Пфайль встал и принялся расхаживать по комнате.
– Даже Иисус, – продолжал барон, – не занимался организаторской деятельностью. Он подал пример. А у госпожи Рюкстина и ее товарок хватает наглости воображать себя организаторами. Организовывать дозволено лишь природе и мировому духу… Мое государство утверждено навеки, оно не нуждается в организации. Будь иначе, оно лишилось бы цели.
– Но ведь когда-нибудь твое государство, если у него есть цель, должно будет объединить многих. Где же ты возьмешь подданных, дорогой Пфайль?
– Пойми же, если кого-то одного осеняет идея, это лишь означает, что одновременно этой же идеей захвачены многие. Кто этого не понимает, тот вообще не знает, как живет мысль. Идеи заразительны, даже если не произносятся вслух, а может, именно поэтому они так летучи. Я твердо убежден, пока мы с тобой разговариваем, мое государство пополнило множество граждан, и в конце концов оно станет глобальным… Сейчас гигиена хоть куда… дезинфицируют даже дверные ручки, чтобы не подхватить какую-нибудь болезнь. Но уверяю тебя, есть зараза и пострашнее, к примеру, расовая и национальная вражда, разносимая пламенными трибунами и кликушами. Тут нужны более сильные дезинфицирующие средства, чем для обработки дверных ручек.
– Значит, ты намереваешься искоренить национализм?

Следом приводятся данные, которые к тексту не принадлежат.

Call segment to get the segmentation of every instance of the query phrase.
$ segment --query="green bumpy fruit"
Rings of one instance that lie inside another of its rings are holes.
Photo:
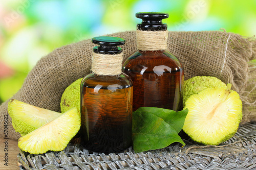
[[[63,92],[60,101],[61,113],[66,112],[74,107],[76,107],[80,112],[80,86],[82,79],[73,82]]]
[[[184,82],[183,105],[189,96],[207,88],[226,88],[226,84],[215,77],[195,76]]]
[[[62,114],[14,99],[8,103],[8,109],[12,118],[13,128],[22,136],[36,130]]]

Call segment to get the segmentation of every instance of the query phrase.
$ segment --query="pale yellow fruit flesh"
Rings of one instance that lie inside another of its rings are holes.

– Не мое это дело – выпалывать в чужих огородах то, что не умирает само собой. В своем собственном я волен делать все, что вздумается. Многие считают национализм неизбежным явлением, пусть так, но пришло время такого «государства», граждане которого объединены не территорией в определенных границах и не общим языком, а образом мыслей и могут жить, как им хочется… В известном смысле правы те, кто смеется над чудаком, заявляющим о своих планах переделать человечество. Только им невдомек, что вполне довольно того, что хоть один человек коренным образом пересоздал себя. И если это удается, его усилия не пропадут даром, независимо от того, узнает о них общество или нет. Представь себе, что кто-то проделал дырочку в картине существующего бытия – она уже не зарастет, и не имеет значения, заметят ли ее сегодня или через миллионы лет. Однажды возникшее исчезает лишь иллюзорно. Поэтому разорвать сеть, в которой запуталось человечество, но не публичными проповедями, а усилием рук, разрывающих оковы, – вот чего я хочу.

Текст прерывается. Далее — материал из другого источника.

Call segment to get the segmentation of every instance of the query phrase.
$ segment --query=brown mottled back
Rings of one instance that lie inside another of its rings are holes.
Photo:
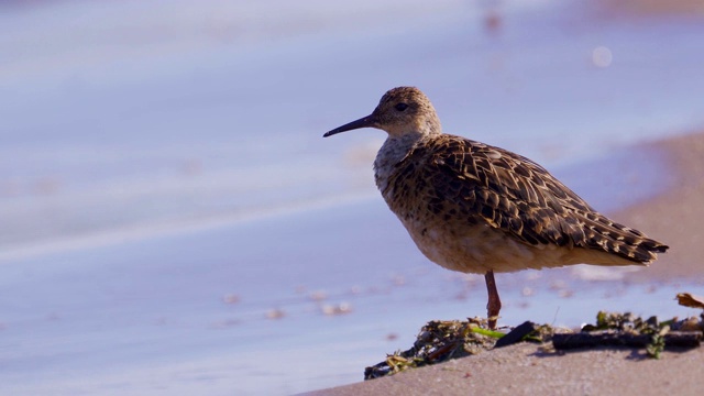
[[[447,222],[487,224],[528,245],[595,249],[634,263],[650,263],[668,249],[598,213],[532,161],[464,138],[424,140],[392,175],[387,202],[396,213],[427,210]],[[422,191],[425,199],[405,191]]]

– Видишь ли ты какую-нибудь причинную связь между стихийными катастрофами, которых, по-твоему, следует ожидать, и предполагаемой переменой в умах? – спросил Хаубериссер.

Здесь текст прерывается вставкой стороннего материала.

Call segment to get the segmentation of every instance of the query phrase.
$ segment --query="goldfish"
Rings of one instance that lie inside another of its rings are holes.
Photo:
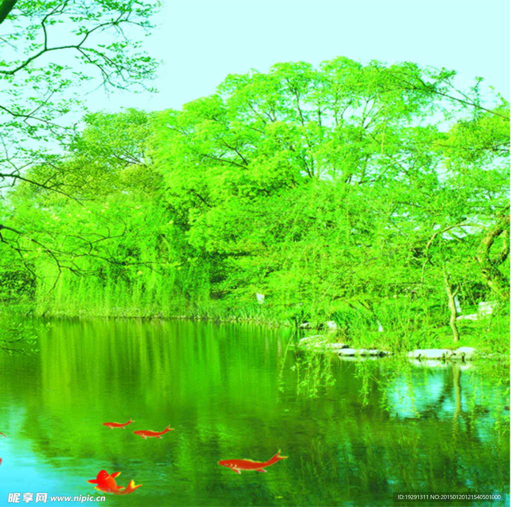
[[[150,430],[140,430],[138,431],[133,431],[133,433],[135,435],[140,435],[145,440],[148,436],[155,436],[157,438],[161,438],[162,435],[173,429],[173,428],[170,427],[170,425],[169,424],[163,431],[151,431]]]
[[[137,488],[140,488],[142,484],[138,484],[135,486],[135,481],[132,479],[128,484],[128,487],[118,486],[115,483],[115,477],[121,474],[120,472],[114,472],[110,475],[105,470],[101,470],[96,479],[88,480],[87,482],[91,484],[97,484],[95,489],[103,491],[103,493],[113,493],[114,495],[129,495],[133,493]],[[124,491],[121,491],[124,490]]]
[[[285,459],[289,457],[287,456],[281,456],[281,450],[278,450],[277,452],[272,458],[270,458],[267,461],[261,462],[261,461],[254,461],[252,459],[224,459],[223,461],[219,461],[218,464],[222,467],[226,467],[227,468],[231,469],[237,474],[241,474],[240,470],[256,470],[257,472],[267,472],[263,469],[265,467],[269,467],[270,465],[276,463],[280,459]]]
[[[111,430],[113,430],[114,428],[124,428],[125,426],[127,426],[130,423],[134,422],[135,421],[131,421],[130,418],[127,423],[125,423],[124,424],[121,424],[120,423],[103,423],[103,425],[108,426]]]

– На первый взгляд, естественно, можно подумать, что стихийное бедствие, скажем землетрясение, побуждает человека, замкнуться в своей скорлупе. Но только – на первый взгляд. В действительности с причиной и следствием, как мне представляется, дело обстоит совершенно иначе. Причин мы не выясним никогда, единственное, что действительно доступно нашим ощущениям, – это следствия. То, что мы принимаем за причины, – всего лишь предвещающий знак. Если я выпущу из рук вот этот карандаш, он упадет на пол. Счесть причиной падения ослабление мышц моих пальцев может только совсем юный гимназист. Я же вижу в этом верный знак, предвещающий падение. Всякое событие, за которым следует другое, является его предзнаменованием. А причина – нечто совсем иное. Мы воображаем себе, что в нашей власти находить исток следствия, и это одно из самых страшных заблуждений, постоянно искажающих нашу картину мира. На самом деле одна и та же таинственная причина вызвала падение карандаша и заставила меня за секунду до этого разжать пальцы. Внезапные сдвиги в сознании и землетрясения, возможно, имеют единую причину, но то, что первое является причиной второго, совершенно исключено, что бы там ни предсказывал «здравый» смысл. Первое – в той же мере следствие, как и второе. Следствие никогда не влечет за собой другое следствие, оно может лишь, как было сказано, быть предзнаменованием в череде событий и больше ничем. Мир, в котором мы живем, – это мир следствий. А царство причин – за семью печатями, и, чтобы проникнуть туда, надо постичь науку волхвования.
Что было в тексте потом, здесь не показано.